As dancers whirled on stage, their skirts of green, pink, red and yellow seemed to shift like a kaleidoscope.

Music blared, and the crowd of more than 100 shifted to the sound Saturday night during Latino Heritage Night at Horizon Science Academy on the city’s South Side.

The dancers from the Spanish Evangelical Church on South Avenue were the favorite part of the night for 7-year-old Shayla Berger, a Horizon student.

“I like the dancers,” she said smiling. Berger had taken the stage earlier with Horizon’s kindergarten, first- and second-grade students singing a medley of songs in Spanish.

The school-sponsored cultural program is important to students and their families, said Christina Fernandez, Berger’s aunt.

“It gives them education about their roots,” Fernandez said.

She said her niece is of mixed race, black and Puerto Rican, and she should learn about all parts of her heritage.

About 16 percent of Horizon’s 312 students identify as Latino or Hispanic, and even more identify as mixed-race, said Marin s Ramos, who teaches Spanish and organized the event.

“We’re trying to create awareness of every culture,” she said, later opening the program by reminding the audience: “We are not alone in this world.”

Ramos worked with students after school, teaching them traditional dances from Latin America.

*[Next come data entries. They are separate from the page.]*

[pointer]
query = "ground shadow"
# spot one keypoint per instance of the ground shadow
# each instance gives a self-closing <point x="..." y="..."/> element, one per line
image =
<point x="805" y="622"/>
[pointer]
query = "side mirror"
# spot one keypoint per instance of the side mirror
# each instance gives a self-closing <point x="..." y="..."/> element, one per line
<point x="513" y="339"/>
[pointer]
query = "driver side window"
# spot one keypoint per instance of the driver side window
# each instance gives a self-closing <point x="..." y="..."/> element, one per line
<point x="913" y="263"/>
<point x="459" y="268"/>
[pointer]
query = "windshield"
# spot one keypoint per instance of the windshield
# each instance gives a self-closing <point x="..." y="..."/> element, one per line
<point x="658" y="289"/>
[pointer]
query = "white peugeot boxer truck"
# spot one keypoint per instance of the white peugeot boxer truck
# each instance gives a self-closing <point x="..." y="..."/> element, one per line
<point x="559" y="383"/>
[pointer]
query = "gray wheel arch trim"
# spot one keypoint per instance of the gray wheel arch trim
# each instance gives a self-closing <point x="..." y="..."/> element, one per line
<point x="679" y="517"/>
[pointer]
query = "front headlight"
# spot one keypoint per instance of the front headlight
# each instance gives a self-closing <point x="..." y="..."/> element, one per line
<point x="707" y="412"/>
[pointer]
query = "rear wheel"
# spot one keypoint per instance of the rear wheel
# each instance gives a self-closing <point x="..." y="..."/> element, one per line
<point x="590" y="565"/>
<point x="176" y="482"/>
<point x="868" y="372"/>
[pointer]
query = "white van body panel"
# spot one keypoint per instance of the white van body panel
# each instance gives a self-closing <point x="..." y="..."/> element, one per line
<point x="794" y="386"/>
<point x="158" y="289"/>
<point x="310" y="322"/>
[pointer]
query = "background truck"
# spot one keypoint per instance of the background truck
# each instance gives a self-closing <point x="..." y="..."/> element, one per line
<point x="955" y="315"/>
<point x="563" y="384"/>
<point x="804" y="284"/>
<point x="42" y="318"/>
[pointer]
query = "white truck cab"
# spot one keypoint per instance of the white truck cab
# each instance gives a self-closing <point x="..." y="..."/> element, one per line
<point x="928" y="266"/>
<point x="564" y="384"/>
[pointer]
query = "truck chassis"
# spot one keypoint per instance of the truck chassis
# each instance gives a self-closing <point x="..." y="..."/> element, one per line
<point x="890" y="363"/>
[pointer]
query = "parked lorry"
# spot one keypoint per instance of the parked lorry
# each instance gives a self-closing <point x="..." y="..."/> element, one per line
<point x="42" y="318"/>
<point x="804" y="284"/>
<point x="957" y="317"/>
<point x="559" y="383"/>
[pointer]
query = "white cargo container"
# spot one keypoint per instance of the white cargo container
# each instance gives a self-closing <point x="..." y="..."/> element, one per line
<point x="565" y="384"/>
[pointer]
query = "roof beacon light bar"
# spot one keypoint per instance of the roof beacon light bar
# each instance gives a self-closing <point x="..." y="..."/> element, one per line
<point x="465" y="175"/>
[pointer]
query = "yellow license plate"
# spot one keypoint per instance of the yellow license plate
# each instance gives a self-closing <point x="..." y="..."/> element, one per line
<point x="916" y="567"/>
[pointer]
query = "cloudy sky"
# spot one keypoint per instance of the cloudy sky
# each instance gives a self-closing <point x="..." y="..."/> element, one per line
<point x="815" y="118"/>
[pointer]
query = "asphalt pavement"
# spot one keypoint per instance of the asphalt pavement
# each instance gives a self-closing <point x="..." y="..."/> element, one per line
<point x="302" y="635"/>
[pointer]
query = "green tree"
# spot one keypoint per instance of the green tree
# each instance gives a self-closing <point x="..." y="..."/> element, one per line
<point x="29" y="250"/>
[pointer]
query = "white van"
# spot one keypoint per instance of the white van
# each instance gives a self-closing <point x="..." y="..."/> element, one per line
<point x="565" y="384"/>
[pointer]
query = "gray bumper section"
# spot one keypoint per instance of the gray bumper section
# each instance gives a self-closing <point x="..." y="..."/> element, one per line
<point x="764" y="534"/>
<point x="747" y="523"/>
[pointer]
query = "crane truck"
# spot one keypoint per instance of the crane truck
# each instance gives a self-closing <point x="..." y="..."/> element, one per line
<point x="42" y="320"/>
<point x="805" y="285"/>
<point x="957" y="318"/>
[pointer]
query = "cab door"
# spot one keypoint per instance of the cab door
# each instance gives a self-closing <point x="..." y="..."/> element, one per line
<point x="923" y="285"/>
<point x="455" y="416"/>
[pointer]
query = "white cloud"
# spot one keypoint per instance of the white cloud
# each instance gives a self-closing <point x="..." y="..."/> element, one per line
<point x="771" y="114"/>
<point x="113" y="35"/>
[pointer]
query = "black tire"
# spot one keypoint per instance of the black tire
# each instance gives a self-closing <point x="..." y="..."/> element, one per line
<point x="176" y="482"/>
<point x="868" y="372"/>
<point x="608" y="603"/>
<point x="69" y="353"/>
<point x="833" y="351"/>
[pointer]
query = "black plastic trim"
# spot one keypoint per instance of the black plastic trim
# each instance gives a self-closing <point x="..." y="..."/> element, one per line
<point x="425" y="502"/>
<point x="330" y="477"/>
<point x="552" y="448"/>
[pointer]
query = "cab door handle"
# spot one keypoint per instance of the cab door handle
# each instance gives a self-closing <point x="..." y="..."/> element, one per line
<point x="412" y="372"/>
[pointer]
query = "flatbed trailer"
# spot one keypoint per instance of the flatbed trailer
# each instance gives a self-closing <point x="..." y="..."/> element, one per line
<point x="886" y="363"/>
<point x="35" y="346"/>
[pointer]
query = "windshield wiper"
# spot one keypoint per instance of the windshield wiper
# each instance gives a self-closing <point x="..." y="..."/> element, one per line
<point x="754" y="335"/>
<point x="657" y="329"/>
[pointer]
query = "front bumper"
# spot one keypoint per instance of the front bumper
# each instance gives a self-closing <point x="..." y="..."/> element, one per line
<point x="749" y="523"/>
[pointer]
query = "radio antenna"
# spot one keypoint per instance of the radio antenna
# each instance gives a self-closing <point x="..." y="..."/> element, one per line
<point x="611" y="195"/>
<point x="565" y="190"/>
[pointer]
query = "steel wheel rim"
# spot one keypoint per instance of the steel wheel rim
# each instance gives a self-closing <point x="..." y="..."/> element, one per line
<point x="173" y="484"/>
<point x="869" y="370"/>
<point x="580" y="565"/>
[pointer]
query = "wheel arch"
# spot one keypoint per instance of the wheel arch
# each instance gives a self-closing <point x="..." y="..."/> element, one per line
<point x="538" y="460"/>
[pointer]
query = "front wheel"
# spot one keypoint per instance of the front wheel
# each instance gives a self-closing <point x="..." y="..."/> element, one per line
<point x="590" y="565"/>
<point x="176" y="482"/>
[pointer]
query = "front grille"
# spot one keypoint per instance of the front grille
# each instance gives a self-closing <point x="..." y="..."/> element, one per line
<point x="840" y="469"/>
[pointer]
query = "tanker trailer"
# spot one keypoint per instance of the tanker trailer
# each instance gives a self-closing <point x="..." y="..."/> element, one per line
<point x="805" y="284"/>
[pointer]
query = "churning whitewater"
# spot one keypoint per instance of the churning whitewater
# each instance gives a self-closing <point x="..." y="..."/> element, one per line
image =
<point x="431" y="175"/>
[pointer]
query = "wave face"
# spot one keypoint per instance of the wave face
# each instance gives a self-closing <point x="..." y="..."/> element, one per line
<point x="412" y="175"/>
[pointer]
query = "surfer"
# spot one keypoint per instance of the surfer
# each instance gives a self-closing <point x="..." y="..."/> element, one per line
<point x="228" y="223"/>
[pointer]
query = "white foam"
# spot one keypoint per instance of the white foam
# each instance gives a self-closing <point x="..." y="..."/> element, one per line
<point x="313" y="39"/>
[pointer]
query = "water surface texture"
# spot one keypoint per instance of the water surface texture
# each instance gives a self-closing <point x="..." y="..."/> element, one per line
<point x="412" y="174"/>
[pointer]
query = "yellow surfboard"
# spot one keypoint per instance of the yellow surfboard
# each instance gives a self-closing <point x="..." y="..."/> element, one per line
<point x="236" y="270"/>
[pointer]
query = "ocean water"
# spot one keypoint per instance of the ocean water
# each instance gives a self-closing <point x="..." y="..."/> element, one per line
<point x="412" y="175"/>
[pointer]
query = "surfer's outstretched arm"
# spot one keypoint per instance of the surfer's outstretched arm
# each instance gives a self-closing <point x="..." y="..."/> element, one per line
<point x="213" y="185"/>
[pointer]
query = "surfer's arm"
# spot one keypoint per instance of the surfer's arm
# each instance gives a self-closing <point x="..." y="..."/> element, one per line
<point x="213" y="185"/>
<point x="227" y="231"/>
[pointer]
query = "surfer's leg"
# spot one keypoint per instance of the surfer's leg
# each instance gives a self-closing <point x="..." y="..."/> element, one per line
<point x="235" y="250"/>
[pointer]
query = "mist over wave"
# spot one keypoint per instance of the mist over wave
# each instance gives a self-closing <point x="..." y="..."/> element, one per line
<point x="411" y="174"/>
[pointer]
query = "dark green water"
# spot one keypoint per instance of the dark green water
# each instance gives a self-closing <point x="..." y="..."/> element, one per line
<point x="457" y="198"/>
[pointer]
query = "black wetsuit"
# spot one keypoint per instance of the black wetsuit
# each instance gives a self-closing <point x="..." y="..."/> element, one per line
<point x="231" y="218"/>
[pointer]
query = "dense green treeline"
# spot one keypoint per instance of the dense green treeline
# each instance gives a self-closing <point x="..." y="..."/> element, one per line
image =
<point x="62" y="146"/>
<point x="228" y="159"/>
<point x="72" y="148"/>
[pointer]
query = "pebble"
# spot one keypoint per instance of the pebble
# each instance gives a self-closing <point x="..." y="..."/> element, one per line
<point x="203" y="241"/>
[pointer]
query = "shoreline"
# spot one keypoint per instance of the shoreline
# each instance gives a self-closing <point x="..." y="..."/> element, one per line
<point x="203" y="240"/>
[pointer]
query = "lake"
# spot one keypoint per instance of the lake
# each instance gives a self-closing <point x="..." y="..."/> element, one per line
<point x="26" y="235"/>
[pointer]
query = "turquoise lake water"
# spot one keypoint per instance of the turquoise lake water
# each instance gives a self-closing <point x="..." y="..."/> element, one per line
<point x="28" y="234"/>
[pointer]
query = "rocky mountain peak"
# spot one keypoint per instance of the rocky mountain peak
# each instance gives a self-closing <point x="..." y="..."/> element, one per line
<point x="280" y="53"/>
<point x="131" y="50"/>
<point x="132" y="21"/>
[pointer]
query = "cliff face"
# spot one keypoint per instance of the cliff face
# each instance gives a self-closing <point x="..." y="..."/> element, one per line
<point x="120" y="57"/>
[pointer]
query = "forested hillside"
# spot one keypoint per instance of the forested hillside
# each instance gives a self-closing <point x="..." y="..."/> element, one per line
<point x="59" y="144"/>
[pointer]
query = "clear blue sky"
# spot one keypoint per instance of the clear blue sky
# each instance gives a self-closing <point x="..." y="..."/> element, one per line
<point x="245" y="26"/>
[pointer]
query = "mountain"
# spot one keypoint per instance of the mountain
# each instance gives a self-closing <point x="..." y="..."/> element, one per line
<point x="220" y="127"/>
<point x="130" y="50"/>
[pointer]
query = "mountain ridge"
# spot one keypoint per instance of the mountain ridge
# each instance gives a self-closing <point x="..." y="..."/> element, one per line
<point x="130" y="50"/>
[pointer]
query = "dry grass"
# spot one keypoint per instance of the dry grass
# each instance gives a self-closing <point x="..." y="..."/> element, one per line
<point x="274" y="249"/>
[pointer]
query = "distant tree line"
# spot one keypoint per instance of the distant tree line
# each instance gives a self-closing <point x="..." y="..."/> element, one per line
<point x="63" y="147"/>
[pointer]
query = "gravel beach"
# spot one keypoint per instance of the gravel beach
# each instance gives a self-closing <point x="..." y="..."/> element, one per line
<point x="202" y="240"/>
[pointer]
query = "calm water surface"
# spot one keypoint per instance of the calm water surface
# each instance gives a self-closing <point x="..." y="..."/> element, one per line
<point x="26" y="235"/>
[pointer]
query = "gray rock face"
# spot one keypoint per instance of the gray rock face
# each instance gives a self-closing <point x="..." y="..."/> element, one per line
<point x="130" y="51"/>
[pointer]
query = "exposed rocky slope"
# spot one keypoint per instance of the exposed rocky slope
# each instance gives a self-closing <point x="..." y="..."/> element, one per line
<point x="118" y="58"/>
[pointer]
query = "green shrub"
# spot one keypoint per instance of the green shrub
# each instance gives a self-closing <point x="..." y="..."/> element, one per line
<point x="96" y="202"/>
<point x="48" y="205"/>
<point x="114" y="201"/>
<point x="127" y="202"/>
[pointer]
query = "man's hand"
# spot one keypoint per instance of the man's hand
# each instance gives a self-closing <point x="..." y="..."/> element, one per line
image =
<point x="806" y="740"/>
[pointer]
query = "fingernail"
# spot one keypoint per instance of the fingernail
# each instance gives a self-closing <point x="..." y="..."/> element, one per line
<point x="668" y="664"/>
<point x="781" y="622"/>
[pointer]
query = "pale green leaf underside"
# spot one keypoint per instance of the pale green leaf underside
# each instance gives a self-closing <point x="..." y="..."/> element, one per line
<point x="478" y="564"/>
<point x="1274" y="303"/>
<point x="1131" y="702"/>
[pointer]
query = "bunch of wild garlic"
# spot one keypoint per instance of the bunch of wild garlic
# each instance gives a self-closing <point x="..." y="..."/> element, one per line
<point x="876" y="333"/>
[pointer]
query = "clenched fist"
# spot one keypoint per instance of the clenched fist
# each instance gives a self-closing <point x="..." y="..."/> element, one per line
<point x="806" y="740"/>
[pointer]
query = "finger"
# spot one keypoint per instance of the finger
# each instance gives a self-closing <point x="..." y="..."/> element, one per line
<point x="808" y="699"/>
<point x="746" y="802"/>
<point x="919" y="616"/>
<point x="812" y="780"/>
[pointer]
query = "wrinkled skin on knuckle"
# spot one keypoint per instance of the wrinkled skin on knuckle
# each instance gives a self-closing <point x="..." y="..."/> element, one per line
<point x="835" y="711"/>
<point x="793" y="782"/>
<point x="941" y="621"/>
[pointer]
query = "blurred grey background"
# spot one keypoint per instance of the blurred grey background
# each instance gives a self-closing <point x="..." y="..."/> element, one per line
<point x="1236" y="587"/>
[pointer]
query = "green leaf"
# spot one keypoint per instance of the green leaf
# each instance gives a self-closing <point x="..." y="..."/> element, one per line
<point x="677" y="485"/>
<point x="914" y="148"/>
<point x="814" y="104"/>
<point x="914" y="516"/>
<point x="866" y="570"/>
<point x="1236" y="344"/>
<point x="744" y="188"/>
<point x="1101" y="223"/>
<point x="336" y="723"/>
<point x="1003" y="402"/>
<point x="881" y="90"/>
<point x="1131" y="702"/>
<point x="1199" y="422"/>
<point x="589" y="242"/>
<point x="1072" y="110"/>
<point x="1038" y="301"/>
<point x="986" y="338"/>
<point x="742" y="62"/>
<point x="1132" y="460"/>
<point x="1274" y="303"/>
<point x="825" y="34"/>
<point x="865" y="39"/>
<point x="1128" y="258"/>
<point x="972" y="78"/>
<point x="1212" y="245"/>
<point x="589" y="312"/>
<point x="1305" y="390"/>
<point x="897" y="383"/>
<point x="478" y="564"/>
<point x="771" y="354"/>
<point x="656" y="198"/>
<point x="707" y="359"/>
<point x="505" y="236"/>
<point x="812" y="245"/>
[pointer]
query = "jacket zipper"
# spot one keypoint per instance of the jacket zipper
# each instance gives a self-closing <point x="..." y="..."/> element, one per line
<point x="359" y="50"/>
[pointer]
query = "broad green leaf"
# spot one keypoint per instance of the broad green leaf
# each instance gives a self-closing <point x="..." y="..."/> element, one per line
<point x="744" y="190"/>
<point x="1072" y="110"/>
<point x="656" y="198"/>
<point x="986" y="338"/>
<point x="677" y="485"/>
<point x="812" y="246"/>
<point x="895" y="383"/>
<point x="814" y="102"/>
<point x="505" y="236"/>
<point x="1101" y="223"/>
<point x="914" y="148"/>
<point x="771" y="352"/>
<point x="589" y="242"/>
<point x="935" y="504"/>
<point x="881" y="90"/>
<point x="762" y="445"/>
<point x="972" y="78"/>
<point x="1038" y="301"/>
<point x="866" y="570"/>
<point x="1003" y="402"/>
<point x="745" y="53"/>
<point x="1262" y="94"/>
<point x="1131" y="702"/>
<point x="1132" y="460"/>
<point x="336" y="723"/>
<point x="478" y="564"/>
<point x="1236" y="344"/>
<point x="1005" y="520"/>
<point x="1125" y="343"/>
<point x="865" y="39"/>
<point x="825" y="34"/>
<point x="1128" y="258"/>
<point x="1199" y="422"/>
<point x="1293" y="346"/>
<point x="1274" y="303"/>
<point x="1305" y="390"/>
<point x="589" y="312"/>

She said she doesn’t just teach the steps but the story and symbolism behind them.

Sierra Stephens, a seventh-grader, was one of the students who performed Saturday, but she said her favorite part of Latino Heritage Night is hearing and speaking another language.

“It’s been fun leaning Spanish,” said Stephens, who was the school’s alternate competitor at the local Spanish language spelling bee last year.

This was the second Latino Heritage Night, which has become an annual event, said principal Hasan Akkaya.

The charter school had help from Youngstown State University, which connected school officials with performers such as the Chilean Folkloric Dance Group from New Castle, singing group Trio Riquena and Peruvian dancers, Akkaya said.

Maggie McClendon, YSU’s assistant director for diversity-recruitment and admissions, said the university does many outreach activities.

“I hope [students] take away a sense of pride and a learning about their background, and they can pay it forward and teach their children about being Latino,” she said.